The teaching assistant from the Faculty of Engineering at Cairo University (FECU), Sherif Hany, received a notice last Wednesday informing him of his three-month suspension pending investigation. The statement of solidarity said: “The point behind the investigation is to humiliate faculty members and assistants for stances they took in the past.”
Hany’s first investigation hearing was on Monday; however, his request for its postponement to 6 March was granted. He is due to appear before a disciplinary committee on Wednesday, which will decide whether he will be receiving his salary. Hany added that he is currently carrying out procedures for presenting an appeal to the disciplinary committee for the decision to suspend and investigate him.
“Out of our full rejection to what happened to our colleague Hany, we assert our full rejection of any arbitrary decision against any member of the faculty or teaching assistants. We demand that the university administration withdraws its suspension decision,” the signatories said.
The notice Hany received is dated 16 February and is signed by Cairo University Chairman Gaber Nassar. Hany is accused in the notice of leading a student protest held in December, inciting the students to break into the Faculty of Engineering and cheering with “aggressive and unacceptable chants” against the university chairman.

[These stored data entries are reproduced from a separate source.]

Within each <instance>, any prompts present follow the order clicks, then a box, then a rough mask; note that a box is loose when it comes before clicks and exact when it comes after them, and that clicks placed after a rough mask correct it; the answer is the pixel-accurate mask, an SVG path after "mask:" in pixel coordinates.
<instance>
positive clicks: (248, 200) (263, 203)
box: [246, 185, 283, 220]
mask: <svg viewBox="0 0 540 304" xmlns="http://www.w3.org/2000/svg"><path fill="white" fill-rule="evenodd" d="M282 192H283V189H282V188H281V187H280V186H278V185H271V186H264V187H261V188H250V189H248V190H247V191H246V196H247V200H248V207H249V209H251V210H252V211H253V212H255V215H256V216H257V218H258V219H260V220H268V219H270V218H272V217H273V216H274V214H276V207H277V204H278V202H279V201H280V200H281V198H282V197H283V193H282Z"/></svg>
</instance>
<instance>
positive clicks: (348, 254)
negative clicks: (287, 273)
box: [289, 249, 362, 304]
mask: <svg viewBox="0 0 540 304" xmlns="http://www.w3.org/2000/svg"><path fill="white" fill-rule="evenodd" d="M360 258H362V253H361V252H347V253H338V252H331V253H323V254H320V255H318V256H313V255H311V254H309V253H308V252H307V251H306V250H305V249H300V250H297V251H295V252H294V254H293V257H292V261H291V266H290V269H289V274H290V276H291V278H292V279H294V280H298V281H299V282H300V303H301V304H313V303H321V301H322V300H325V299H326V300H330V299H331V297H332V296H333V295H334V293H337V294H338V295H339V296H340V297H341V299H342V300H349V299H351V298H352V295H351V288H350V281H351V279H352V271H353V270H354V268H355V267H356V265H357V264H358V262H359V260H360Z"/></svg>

On 7 December, students gathered at Cairo University’s Faculty of Engineering with the intention of holding a sit-in inside, Hany said. The students were protesting the killing of Mohamed Reda, a freshman who died on campus due to fatal birdshot injuries.
They could not, however, go inside the faculty because its doors were locked. Fearing that clashes would erupt, Hany intervened. The statement signed in solidarity with Hany said: “Some members of the faculty and their assistants, including Hany, tried to calm down the students and prevent an escalation.”
According to Hany, University Chairman Nassar arrived and said that neither students nor professors were allowed to strike. Hany, however, interrupted him and said that striking is a legal right. Students began cheering against the chairman, who subsequently left. Eventually, they broke the locks of the doors and entered the faculty building.
The signatories asserted in their statement that “the university administration returns to our minds what used to happen before the glorious 2011 revolution from gagging voices and confiscating freedoms, especially freedom of expression”. Most of the signatories who announced solidarity with Hany are from Cairo University, but members of other universities also co-signed the statement.
The Faculty of Engineering halted classes for one week to protest the death of slain student Reda, who died after clashes erupted between security forces and Students Against the Coup on 28 November 2013.
Reda is considered a victim of “police violations in universities”, and he remained one of the driving factors behind student protests which occurred throughout the rest of the term.